Though various protocols have been developed in Africa and elsewhere, adoption by the private sector has been slow and absent in many parts of Africa. Protocols have remained on shelves unused. Most of these protocols have been developed used using water baths using very small sample sizes which can hardly be extrapolated to commercial scales. In some cases, the studies are silent on the equipment used and how heating, water circulation, and temperature regulation were achieved yet these are vital components of any HWT system. The stage of maturity of fruits is another factor that largely affects the quality of treated fruits. Most often, immature fruits are harvested by growers in a bid to ensure that they stay longer on the shelf. Maturity indices are also lacking and growers rely on visual characteristics which are not always accurate. The aspect of maturity is bound to be the sticking point because avocadoes and mangoes are bulky and are likely to be exported by sea to reduce transport costs, thus fruits are bound to be harvested earlier before reaching full physiological maturity to withstand the long voyage to Europe, America, India or China.

Resources are a limiting factor in adopting HWT in Africa with various small to medium scale enterprises unable to gather adequate startup capital. However, in our experience, we have noticed that some private sector partners have misplaced expectations, and require out-of-this-world automated facilities yet the HWT itself is simple and affordable.
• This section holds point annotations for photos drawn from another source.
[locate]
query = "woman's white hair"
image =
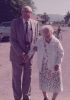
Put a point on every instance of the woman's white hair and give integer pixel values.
(27, 7)
(49, 27)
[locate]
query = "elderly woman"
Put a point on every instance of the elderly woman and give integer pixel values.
(50, 54)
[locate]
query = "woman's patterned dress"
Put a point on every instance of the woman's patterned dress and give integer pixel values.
(49, 80)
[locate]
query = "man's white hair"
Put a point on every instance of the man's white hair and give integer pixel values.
(49, 27)
(27, 7)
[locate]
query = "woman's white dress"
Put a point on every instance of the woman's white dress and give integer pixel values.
(49, 80)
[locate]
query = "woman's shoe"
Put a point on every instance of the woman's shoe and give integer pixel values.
(46, 98)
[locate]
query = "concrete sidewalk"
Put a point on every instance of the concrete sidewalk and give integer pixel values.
(5, 73)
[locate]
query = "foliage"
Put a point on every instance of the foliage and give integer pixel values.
(10, 9)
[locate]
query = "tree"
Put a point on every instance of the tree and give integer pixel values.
(10, 9)
(67, 17)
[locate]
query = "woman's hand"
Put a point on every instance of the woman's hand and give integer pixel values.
(56, 67)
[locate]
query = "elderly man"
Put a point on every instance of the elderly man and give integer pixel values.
(23, 31)
(50, 54)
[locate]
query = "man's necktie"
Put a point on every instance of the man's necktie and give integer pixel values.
(26, 38)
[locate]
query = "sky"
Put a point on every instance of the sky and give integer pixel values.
(52, 6)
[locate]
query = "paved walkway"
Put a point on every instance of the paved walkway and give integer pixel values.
(5, 72)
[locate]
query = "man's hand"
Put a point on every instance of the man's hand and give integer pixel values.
(56, 67)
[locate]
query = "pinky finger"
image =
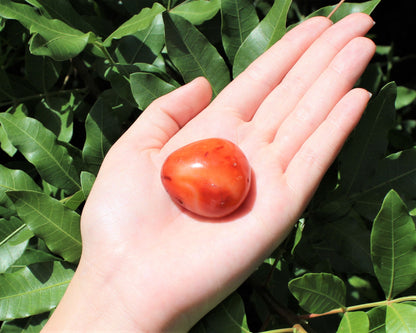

We opine that it is far much cheaper and easier to run and maintain than a VHT facility of similar size and capacity. Hot water treatment protocols for disinfecting fruits and vegetables usually prescribe a longer treatment duration which may be put off to potential users. The insistence of probit 9 as the required quarantine efficacy level frequently overestimates treatment times. This can be evaded by adopting other statistical analyses which equally show how effective a treatment is.

The emergence of less stringent markets in the Middle East has also provided local fruit growers and exporters with alternative markets where they send their products with less hustle. Thus investing in HWT equipment is seen as an expensive venture.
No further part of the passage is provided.